Bucks County, Pennsylvania, is the latest locale to sue the oil industry, joining dozens of others.
The suburban region north of Philadelphia "wants oil producers to pay to mitigate the damage caused by climate change," the Associated Press reported Mar. 26, "asserting that major oil producers systematically deceived the public about their role in accelerating global warming."
The lawsuit accuses six oil companies — BP, Chevron, ConocoPhillips, Phillips 66, ExxonMobil, and Shell — and the American Petroleum Institute, a trade association, of causing increasingly frequent and extreme weather events by burning fossil fuels and deceiving the public about it.
Seven people died in a July flash flood in Bucks County, which will spend $955 million through 2040 to mitigate the impact of the changing climate, according to the AP. It's the first county in Pennsylvania to file suit against Big Oil, but more than a quarter of Americans live in such communities, according to the Center for Climate Integrity.
The lawsuit compares the movement to the $206 billion settlement by the tobacco industry in 1998. Eight states, Washington, D.C., and municipalities in nine states plus the U.S. territory of Puerto Rico have sued major oil and gas companies for deceiving the public about their role in the changing climate, per the AP, which cited the CCI.
"These companies have known since at least the 1950s that their ways of doing business were having calamitous effects on our planet, and rather than change what they were doing or raise the alarm, they lied to all of us," Bucks County commissioner Gene DiGirolamo said in a statement. "The taxpayers should not have to foot the bill for these companies and their greed."

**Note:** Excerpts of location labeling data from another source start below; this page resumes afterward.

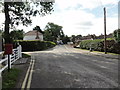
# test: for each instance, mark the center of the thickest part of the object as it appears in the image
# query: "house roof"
(34, 32)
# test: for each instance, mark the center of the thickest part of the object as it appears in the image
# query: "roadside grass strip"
(10, 78)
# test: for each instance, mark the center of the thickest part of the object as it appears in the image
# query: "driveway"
(65, 67)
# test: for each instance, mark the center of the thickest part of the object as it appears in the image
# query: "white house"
(33, 35)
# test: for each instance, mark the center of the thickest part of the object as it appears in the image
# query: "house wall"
(32, 37)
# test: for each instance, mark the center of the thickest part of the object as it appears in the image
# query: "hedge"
(34, 45)
(98, 45)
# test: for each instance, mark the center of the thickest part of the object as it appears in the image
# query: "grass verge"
(25, 55)
(10, 78)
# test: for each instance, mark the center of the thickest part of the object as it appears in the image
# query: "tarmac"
(23, 63)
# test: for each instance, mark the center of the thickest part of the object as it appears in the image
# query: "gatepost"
(0, 58)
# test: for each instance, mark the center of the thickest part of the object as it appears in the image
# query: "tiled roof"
(34, 32)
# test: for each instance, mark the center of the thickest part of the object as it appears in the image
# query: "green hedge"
(98, 45)
(34, 45)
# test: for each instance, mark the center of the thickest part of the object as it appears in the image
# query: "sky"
(79, 17)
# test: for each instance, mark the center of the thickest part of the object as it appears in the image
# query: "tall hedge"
(34, 45)
(98, 45)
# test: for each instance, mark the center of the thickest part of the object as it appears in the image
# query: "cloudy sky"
(80, 17)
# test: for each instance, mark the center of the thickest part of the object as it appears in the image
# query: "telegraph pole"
(105, 45)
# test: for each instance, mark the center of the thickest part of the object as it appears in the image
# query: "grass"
(10, 78)
(25, 55)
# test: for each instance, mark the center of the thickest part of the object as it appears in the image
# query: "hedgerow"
(98, 45)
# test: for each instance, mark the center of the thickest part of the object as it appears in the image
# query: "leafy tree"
(38, 29)
(17, 34)
(66, 39)
(52, 32)
(20, 12)
(116, 35)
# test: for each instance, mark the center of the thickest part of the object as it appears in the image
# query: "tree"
(20, 12)
(116, 35)
(17, 34)
(66, 39)
(52, 32)
(38, 29)
(73, 38)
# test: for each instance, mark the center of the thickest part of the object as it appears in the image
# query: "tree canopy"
(17, 34)
(38, 29)
(52, 32)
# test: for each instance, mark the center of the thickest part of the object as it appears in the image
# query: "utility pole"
(105, 45)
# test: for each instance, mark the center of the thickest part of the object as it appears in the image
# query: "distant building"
(33, 35)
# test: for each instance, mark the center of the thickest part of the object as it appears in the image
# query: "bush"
(98, 45)
(35, 45)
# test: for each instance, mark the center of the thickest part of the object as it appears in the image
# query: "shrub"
(35, 45)
(98, 45)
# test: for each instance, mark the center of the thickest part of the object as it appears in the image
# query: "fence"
(17, 53)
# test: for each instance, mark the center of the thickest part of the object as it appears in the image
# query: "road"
(66, 67)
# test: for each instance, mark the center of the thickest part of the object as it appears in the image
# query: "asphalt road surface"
(66, 67)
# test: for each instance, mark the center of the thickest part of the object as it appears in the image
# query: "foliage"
(17, 34)
(10, 79)
(98, 45)
(38, 29)
(52, 32)
(116, 35)
(35, 45)
(20, 12)
(65, 39)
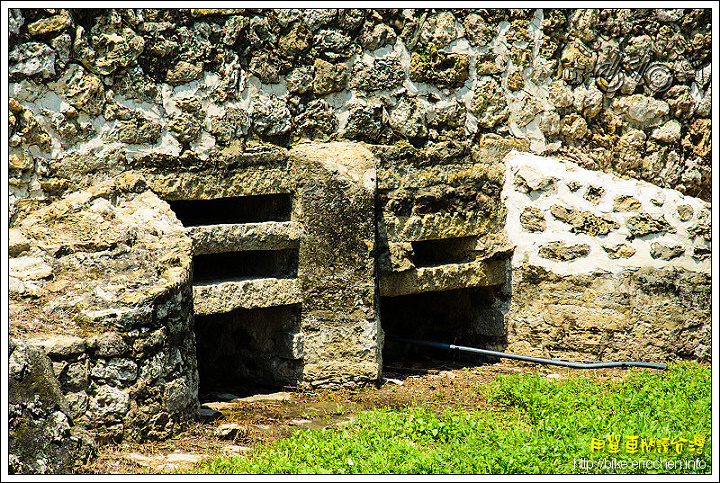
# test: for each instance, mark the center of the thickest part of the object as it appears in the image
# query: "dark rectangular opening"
(219, 267)
(233, 210)
(428, 253)
(239, 350)
(471, 317)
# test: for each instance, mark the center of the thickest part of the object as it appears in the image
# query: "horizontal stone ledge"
(437, 226)
(444, 277)
(223, 297)
(269, 235)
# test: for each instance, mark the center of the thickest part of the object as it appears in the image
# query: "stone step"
(435, 226)
(269, 235)
(215, 298)
(441, 278)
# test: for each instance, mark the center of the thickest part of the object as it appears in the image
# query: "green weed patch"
(650, 423)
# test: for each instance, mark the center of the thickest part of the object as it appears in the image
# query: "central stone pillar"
(335, 203)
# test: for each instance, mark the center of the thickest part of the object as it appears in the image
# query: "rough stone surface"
(120, 265)
(584, 221)
(205, 103)
(648, 314)
(489, 103)
(336, 189)
(532, 219)
(557, 84)
(42, 437)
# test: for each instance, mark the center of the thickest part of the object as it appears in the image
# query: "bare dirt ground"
(249, 422)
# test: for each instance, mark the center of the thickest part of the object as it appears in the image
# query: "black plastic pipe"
(538, 360)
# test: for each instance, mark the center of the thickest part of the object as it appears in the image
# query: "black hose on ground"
(538, 360)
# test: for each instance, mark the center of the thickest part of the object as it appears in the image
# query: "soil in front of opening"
(270, 416)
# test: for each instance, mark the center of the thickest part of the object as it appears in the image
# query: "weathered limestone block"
(584, 221)
(271, 235)
(658, 250)
(384, 73)
(563, 252)
(226, 296)
(120, 264)
(532, 219)
(644, 224)
(42, 438)
(440, 68)
(437, 226)
(626, 203)
(336, 190)
(604, 294)
(444, 277)
(646, 314)
(622, 250)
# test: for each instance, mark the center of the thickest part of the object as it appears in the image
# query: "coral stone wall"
(97, 91)
(605, 268)
(112, 112)
(101, 281)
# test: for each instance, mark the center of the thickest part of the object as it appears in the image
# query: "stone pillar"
(335, 195)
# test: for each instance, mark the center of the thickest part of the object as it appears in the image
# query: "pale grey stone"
(32, 58)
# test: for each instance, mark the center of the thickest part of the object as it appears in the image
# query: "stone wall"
(98, 91)
(101, 281)
(320, 177)
(605, 268)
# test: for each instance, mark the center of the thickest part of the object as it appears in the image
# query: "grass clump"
(651, 422)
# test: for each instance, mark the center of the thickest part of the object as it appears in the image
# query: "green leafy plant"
(537, 426)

Much like the Big Tobacco agreement did, a judgment against Big Oil would change the world.
The deception started at least as early as 1954, the Guardian reported in January. It continues to this day as Big Oil and others follow the playbook.
These efforts are known as greenwashing — obscuring the true harms of a product in favor of falsehoods that tout its environmental positives.
"By misleading the public to believe that a company or other entity is doing more to protect the environment than it is, greenwashing promotes false solutions to the climate crisis that distract from and delay concrete and credible action," according to the United Nations.
Until Big Oil is held accountable, there are steps individuals can take to mitigate their impact on the planet: Rely on public transit or opt for an electric vehicle instead of a gasoline-powered one, eat less meat, and use clean energy such as solar and wind to power your home (which can also save you money).
As this and the other lawsuits by government officials demonstrate, perhaps the most important thing you can do is vote for candidates who support real green solutions to the climate crisis.